Nello stesso atto, inviato con urgenza al Presidente del Consiglio Monti, al Ministro della Giustizia Severino e alle altre istituzioni e autorità competenti a livello regionale e nazionale, il Consiglio stigmatizza la differente previsione degli effetti temporali della legge (che differisce di tre anni il termine per L’Aquila e Chieti penalizzando solo i territori di Teramo e Pescara) e, infine, si riserva di valutare “ogni opportuna iniziativa di energica protesta” qualora la previsione contenuta nello schema di decreto venisse mantenuta.
“Il decreto” spiega il presidente del Consiglio dell’Ordine degli Avvocati di Teramo, Guerino Ambrosini “non tiene nella dovuta considerazione i criteri contenuti nella legge delega, operando un taglio indiscriminato ed orizzontale di quasi tutti i tribunali non capoluogo di provincia e di tutte le sezioni distaccate di tribunale, nonché dei giudici di pace, senza distinguere le particolari realtà territoriali e, soprattutto, senza valutare minimamente le realtà virtuose quali quelle delle sezioni distaccate di Atri e Giulianova.

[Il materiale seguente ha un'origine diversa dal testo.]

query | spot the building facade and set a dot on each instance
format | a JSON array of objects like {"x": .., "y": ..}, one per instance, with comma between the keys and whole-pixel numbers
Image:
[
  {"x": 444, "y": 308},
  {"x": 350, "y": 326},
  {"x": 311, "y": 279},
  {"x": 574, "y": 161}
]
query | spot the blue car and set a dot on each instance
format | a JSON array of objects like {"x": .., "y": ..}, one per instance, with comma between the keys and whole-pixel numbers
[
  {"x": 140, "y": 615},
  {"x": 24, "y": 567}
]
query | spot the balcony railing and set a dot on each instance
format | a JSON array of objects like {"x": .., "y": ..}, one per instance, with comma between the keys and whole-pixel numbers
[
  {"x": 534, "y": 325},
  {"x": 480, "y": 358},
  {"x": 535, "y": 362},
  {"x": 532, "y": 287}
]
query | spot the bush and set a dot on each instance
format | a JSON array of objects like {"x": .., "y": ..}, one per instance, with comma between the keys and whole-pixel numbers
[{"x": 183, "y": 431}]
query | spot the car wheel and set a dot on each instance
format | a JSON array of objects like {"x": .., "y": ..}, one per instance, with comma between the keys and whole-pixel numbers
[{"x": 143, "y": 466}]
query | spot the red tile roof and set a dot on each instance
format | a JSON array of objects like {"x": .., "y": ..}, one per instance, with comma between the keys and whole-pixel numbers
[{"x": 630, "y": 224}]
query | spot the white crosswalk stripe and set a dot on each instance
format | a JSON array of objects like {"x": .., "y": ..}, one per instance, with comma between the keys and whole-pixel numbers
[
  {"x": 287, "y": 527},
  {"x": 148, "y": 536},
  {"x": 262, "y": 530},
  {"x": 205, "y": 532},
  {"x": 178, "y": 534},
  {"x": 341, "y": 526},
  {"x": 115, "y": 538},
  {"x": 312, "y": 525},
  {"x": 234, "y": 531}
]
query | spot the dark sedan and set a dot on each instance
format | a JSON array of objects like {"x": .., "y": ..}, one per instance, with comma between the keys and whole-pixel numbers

Modificare un assetto in linea con criteri di efficienza e funzionalità significherebbe offrire un sicuro disservizio ai cittadini a fronte di un risparmio di spesa minimo e comunque tutto da valutare in relazione ai disagi che si creerebbero. L’accentramento delle sedi in cui si amministra la giustizia, infatti, crea un pericoloso distacco tra l’istituzione e il cittadino e va esattamente nella direzione opposta a quella voluta dalla legge delega che, è appena il caso di ricordarlo, si pone due obiettivi da perseguire insieme, ovvero il risparmio della spesa e il miglior funzionamento degli uffici. Obiettivi che, se il decreto non sarà modificato, verranno entrambi falliti”.
Infine, c’è da ricordare l’ulteriore circostanza della durata media del contenzioso civile ordinario nel tribunale di Teramo, che è di appena 906 giorni, mentre quella del contenzioso civile complessivo scende a 718 giorni.
“La durata media del processo civile ordinario a Teramo” fa notare Ambrosini “è al di sotto dei due anni e mezzo, dunque di gran lunga inferiore al periodo di tre anni considerato dalla Corte di Giustizia Europea come giusta durata del processo. Sarebbe davvero incomprensibile sconvolgere un sistema che attualmente funziona egregiamente e che, in caso di modifica, produrrebbe ingiusti scompensi ai danni della popolazione”.